I have a collection with 1 million documents. Each document has an ip field. I have a node function which can return me the country code by passing ip as its param. I was going to get all the records, run my node function, insert the returned country name back to the documents. and update them at once. however, mongodb has a limit on 16M data.
Before
{
_id: xxxxx,
ip: '207.97.227.239'
}
After
{
_id: xxxxx,
ip: '207.97.227.239',
country_abbr: 'US'
}
my question is how I can safely and quickly update these 1 million records.
I am assuming that you will set up the country_abbr
field depending upon the value of ip
. So i think you will need an update command that checks for ip
and sets the value for country_abbr
. This is how you should do it:
db.collection.update (
{ip : condition_for_ip},
{$set : {country_abbr : desired_value}},
{multi : true}
);
You will need to run this query multiple times to cover all the countries possible in your collection.
To check if there is some document left in your collection without any value for country_abbr
, you can run the following query:
db.collection.find({'country_abbr' : {$exists : false}});
If the above written find query returns any document, you can read the ip
and see which more countries you need to add.
Edit after clarification:
The returning documents is too large and crosses the 16MB limit in your case.
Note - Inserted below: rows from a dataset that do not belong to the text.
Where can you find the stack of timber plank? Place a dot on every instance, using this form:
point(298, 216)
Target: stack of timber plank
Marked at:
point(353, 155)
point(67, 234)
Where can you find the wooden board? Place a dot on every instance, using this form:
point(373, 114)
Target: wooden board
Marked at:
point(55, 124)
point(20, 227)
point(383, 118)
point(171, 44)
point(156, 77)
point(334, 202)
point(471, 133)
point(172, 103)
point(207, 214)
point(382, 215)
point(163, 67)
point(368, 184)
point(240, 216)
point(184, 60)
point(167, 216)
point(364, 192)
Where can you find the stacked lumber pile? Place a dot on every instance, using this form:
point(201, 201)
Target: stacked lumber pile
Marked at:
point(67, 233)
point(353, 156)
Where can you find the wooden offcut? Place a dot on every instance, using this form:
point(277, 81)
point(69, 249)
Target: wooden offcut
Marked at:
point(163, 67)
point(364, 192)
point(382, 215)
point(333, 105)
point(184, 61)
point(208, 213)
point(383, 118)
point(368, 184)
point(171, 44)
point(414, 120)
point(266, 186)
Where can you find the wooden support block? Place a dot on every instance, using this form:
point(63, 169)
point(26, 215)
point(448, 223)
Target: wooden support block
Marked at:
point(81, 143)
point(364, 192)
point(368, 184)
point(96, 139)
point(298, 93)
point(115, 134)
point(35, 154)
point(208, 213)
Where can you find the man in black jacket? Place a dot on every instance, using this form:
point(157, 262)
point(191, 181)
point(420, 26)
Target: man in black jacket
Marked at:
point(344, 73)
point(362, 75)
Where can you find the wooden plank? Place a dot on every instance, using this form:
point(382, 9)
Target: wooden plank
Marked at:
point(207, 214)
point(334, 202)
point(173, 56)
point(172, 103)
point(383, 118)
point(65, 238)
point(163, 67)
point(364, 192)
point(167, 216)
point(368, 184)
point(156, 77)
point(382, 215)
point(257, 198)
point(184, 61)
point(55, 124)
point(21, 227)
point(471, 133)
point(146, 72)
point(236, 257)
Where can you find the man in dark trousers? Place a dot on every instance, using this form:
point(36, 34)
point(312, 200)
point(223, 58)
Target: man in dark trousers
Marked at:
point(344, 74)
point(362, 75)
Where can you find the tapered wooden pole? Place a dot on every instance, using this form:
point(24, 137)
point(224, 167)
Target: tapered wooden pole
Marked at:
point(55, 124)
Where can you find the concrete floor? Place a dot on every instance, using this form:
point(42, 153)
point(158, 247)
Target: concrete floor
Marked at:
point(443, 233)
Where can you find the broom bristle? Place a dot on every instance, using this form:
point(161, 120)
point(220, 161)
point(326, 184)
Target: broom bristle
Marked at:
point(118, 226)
So what you do is that you fetch only the ip
and store them all in a linked list. Then you iterate through the list and using the magical node
function that you have, you get the correct country_abbr
value. Lastly you issue a simple update to mongo the way written above.
To generalize my answer for everyone, instead of the function that the person who asked this question has, you can do a manual typing or whatever you want and supply the country_abbr
value for the update command above.